Richard Lester’s 1970s screen version of The Three Musketeers was originally written with the Beatles in mind, but the Fab Four turned it down.

Scandals

Although Dumas is always credited as sole author of his novels, he actually had a ghost writer, Auguste Jules Maquet, who is the subject of a 2010 film, L’Autre Dumas, starring Gérard Depardieu. Maquet’s job was to research the historical backgrounds and construct plots, while Dumas breathed life into the tales, creating colourful and psychologically convincing characters, and writing scenes packed with romance and intrigue.

Maquet received a fee, but, as Dumas grew increasingly famous, he wanted to be recognised as co-writer, too. Despite taking Dumas to court three times, he was only recognised much later for his contribution. Maquet’s tombstone in Père Lachaise cemetery is engraved with the names of his three most famous collaborations: The Three Musketeers, The Count of Monte Cristo and La Reine Margot.
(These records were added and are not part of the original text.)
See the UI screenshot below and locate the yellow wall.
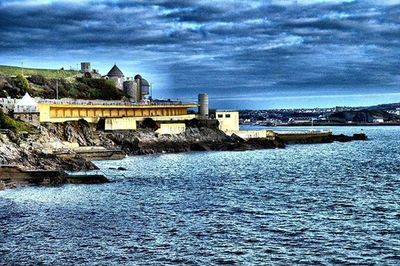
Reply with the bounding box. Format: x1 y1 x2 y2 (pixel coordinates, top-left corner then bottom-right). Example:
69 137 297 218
215 111 239 132
156 123 186 135
38 103 197 123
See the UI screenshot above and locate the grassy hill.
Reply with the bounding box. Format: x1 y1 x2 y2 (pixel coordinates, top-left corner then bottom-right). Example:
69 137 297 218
0 65 78 79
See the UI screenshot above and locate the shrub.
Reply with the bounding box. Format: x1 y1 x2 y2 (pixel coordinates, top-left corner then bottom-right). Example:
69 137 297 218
0 110 32 132
15 74 29 92
140 118 159 130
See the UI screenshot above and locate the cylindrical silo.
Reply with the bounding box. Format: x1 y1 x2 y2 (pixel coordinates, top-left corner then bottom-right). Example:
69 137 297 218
124 80 138 102
199 93 208 117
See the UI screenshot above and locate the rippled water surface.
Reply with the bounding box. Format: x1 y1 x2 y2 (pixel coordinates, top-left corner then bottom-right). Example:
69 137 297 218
0 127 400 265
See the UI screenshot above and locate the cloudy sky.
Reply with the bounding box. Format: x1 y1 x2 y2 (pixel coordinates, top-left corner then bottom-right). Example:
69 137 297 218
0 0 400 109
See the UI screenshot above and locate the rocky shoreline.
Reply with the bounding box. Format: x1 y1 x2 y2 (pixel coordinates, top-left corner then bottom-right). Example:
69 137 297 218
0 120 366 190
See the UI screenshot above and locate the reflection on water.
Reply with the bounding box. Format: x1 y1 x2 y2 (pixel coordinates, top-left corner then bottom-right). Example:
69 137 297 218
0 127 400 265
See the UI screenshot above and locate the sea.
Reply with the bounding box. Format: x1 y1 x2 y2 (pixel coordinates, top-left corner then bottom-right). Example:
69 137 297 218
0 126 400 265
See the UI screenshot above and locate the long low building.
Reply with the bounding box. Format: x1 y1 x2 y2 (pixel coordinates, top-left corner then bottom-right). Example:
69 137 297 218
37 101 197 123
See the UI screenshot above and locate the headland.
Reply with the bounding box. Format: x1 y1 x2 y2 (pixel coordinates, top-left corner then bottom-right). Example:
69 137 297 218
0 63 367 189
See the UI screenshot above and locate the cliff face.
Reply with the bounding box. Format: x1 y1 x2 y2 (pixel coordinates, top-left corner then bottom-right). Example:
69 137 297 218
0 128 96 171
46 120 284 155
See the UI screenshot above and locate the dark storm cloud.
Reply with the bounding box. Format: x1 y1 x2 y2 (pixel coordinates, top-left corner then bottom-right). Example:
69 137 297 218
0 0 400 106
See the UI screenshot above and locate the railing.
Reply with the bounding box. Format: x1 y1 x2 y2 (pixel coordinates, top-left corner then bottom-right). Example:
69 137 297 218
38 99 197 106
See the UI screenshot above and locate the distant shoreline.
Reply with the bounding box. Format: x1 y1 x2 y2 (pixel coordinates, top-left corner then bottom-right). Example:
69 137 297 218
240 123 400 127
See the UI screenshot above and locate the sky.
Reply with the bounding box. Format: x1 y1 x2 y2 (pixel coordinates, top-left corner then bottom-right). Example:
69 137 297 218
0 0 400 109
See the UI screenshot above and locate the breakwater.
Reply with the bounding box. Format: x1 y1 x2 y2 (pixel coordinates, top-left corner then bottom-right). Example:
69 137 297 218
0 120 367 190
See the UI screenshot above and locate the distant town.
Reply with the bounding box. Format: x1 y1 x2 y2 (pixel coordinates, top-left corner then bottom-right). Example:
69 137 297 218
240 103 400 126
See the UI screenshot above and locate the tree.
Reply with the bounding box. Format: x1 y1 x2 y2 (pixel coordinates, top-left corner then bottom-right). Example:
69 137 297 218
15 74 30 92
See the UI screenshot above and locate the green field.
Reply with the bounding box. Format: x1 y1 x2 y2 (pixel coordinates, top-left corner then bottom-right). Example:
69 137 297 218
0 65 79 78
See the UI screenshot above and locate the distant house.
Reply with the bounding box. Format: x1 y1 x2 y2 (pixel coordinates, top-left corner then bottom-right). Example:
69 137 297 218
372 117 385 124
14 93 40 125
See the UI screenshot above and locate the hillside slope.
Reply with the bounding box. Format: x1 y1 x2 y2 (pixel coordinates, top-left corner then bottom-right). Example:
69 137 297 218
0 65 79 78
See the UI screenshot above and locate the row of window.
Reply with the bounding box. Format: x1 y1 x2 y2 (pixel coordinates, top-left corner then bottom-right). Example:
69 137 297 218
218 114 231 118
Like many of his characters, Dumas was a womaniser, who had more than 40 affairs and fathered at least three children out of wedlock. His last affair was with Adah Isaacs Menken, an American actress notorious for a role where she rode a horse naked on stage. The relationship caused a scandal as Dumas was more than twice Menken’s age.

Dumas died in 1870, aged 68, and was buried in his birthplace of Villers-Cotterêts in the Aisne département. In 2002, to celebrate the bicentennial of the author’s birth, President Jacques Chirac had Dumas’s ashes re-interred in the Panthéon mausoleum in Paris, where he now rests near his rival Victor Hugo.

“Alexandre Dumas will finally take his place beside Victor Hugo and Émile Zola, his brothers in literature,” said the president. “With you, it is childhood, hours of reading relished in secret, emotion, passion, adventure and panache that enter the Panthéon. With you we dreamed; with you we still dream.”